Around three quarters of the 1,194 members of the election committee were from the mainland camp.
An emotional Lam bowed to supporters at it was announced she had won comprehensively with 777 votes against 365 for her more moderate establishment rival John Tsang.
The third and most liberal candidate, Woo Kwok-hing, received just 21 votes.
Frustration at what activists see as China's increasing influence and a lack of promised political reform has sparked calls for self-determination for Hong Kong, or even a complete split from China.
Lam was widely seen as Beijing's pick for the job throughout the race and will become Hong Kong's first ever woman chief executive.
She is intensely disliked by the pro-democracy camp after promoting the Beijing-backed reform package that sparked 2014's massive protests.
That plan said the public could choose the city leader in 2017, but insisted candidates must be vetted first.
It was eventually voted down in parliament by pro-democracy lawmakers and reforms have been shelved ever since.
Hundreds of protesters including leading pro-democracy activist Joshua Wong gathered near the harbour-front voting venue.

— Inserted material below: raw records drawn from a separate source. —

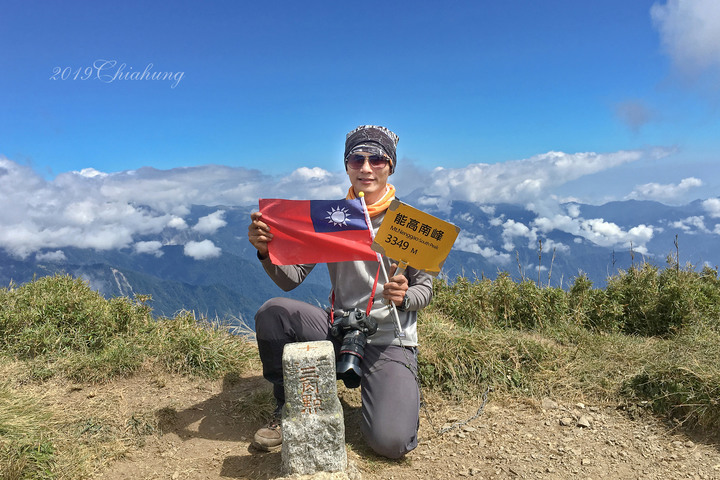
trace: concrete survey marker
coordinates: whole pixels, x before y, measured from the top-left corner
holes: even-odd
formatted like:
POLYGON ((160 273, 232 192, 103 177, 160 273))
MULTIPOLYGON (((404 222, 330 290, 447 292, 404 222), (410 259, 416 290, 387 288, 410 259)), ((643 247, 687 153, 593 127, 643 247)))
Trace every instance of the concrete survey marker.
POLYGON ((345 471, 345 421, 337 396, 333 344, 285 345, 283 375, 283 472, 309 475, 345 471))

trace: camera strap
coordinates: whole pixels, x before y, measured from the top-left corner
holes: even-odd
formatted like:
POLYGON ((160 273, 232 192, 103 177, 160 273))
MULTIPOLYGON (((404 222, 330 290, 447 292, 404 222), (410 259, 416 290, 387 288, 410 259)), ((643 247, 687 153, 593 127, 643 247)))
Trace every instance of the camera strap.
MULTIPOLYGON (((380 262, 378 262, 378 271, 375 273, 375 281, 373 282, 373 289, 370 292, 370 299, 368 300, 368 306, 365 309, 365 315, 370 316, 372 305, 375 303, 375 291, 377 290, 378 278, 380 278, 380 262)), ((335 289, 330 292, 330 325, 335 323, 335 289)))

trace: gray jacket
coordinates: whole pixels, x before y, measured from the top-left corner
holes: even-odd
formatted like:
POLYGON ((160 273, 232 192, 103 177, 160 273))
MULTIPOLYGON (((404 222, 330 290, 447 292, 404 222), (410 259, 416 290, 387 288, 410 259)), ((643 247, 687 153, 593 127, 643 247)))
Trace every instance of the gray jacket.
MULTIPOLYGON (((373 229, 377 233, 384 214, 372 219, 373 229)), ((397 263, 383 257, 385 269, 390 273, 390 264, 397 263)), ((270 258, 262 260, 262 265, 270 278, 283 290, 290 291, 305 280, 305 277, 315 268, 314 263, 302 265, 273 265, 270 258)), ((335 292, 335 315, 342 314, 342 311, 359 308, 366 310, 370 293, 372 292, 375 274, 378 263, 376 261, 355 261, 328 263, 330 282, 335 292)), ((426 307, 432 300, 432 276, 425 272, 408 267, 405 272, 409 288, 407 291, 408 308, 401 312, 398 310, 400 325, 405 334, 404 338, 398 339, 395 336, 395 320, 392 310, 383 303, 383 284, 386 279, 382 271, 378 278, 378 286, 375 290, 370 316, 378 322, 378 331, 368 338, 368 343, 376 345, 402 345, 417 346, 417 311, 426 307)), ((332 292, 330 294, 332 302, 332 292)))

They chanted: "Oppose central authority appointment, we choose our own government!"
Protesters were held back by police as some tried to push through barriers.
Nearby, pro-China supporters played marching music surrounded by national and city flags.
Rebel legislator Nathan Law, who as a lawmaker has an automatic vote, said he would enter a blank ballot.
"It is still a selection from the Beijing government," Law told AFP.